Добавить в цитаты Настройки чтения

Страница 7 из 11

ТЭК не распался. Собирались теперь не только у лужайки с одуванчиками, но и на дворе у Костика или на крыльце Саранцевых. Оно было обширное, в пять ступеней, с чисто выскобленными досками (домработница Женя старалась). И никто не прогонял мальчишек.

Они по-прежнему часто говорили о корабельных делах. Заспорили однажды, как становятся моряками: мечтают об этом с детства или попадают на флот случайно?

— Бывает, наверно, по-всякому, — рассудил здравомыслящий Бомбовоз. — Кому как повезет в жизни…

— Капитану Лухманову повезло с детства, — сообщил Чук. — Он с малых лет читал книжки про море и мечтал… Потом добился, чтобы его выгнали из сухопутной военной гимназии, и папаша отправил его в керченские мореходные классы…

— Ты откуда знаешь? — удивился Бомбовоз.

— Он про это сам написал. Книжка есть…

— В той книжке про детство капитана ничего нет, — возразил Вадик.

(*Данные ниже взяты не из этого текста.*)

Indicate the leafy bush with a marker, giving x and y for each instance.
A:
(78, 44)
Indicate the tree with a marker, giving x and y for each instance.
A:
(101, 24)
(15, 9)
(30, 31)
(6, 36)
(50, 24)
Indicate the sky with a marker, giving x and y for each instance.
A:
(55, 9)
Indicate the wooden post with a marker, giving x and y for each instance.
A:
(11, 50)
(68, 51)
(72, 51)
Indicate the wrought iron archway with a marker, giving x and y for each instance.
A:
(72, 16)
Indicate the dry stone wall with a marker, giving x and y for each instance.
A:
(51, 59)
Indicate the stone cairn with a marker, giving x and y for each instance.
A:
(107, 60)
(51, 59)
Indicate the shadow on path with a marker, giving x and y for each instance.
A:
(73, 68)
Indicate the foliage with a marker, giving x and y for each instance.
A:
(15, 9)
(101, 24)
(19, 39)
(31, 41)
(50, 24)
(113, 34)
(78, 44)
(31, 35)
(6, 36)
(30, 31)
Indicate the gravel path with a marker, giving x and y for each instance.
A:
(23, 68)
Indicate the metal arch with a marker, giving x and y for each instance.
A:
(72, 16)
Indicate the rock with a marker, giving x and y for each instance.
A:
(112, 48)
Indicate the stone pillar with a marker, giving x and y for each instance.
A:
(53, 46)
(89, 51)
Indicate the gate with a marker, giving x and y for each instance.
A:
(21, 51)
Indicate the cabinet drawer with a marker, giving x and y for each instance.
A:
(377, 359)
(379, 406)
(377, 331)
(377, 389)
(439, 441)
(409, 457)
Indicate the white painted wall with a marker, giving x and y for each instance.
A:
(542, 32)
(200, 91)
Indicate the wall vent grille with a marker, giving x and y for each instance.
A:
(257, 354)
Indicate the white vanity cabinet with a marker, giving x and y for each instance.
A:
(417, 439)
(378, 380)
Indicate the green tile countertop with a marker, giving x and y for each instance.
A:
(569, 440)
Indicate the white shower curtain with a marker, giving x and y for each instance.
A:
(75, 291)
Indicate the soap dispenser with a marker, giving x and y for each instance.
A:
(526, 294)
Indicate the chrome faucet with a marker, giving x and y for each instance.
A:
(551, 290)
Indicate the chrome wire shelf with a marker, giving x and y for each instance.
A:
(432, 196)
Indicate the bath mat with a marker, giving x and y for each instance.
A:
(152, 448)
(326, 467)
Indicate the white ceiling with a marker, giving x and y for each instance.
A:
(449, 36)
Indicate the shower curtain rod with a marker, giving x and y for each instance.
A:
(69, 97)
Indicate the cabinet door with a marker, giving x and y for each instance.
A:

— Я не про ту. У меня есть другая…

— И ты молчал! — почти по-настоящему рассердился Костик.

— Я нарочно молчал. Чтобы не всё сразу… Когда узнаёшь понемногу, получается интереснее… Там написано, что капитан тоже строил кораблики. Значит, он был как мы…

Книжку Чук принес на следующий день. Опять собрались на крыльце докторского дома.

— «Бом»!

— «Брам»!

— Вот, смотрите… — Чук вынул из брезентовой противогазной сумки узкую коричневую книгу. — Мы привезли ее из Севастополя. Она с давних пор была у отца, а откуда попала к нему, а не знаю…

Он откинул обложку из бугристой искусственной кожи.

На первой странице вверху было напечатано:

ДМИТРIЙ ЛУХМАНОВЪ

А наискосок, через весь лист:

МОРСКIЕ РАЗСКАЗЫ

— Старинная! — с почтением сказал Вадик. — У нас есть такие, с «ятями» и твердыми знаками…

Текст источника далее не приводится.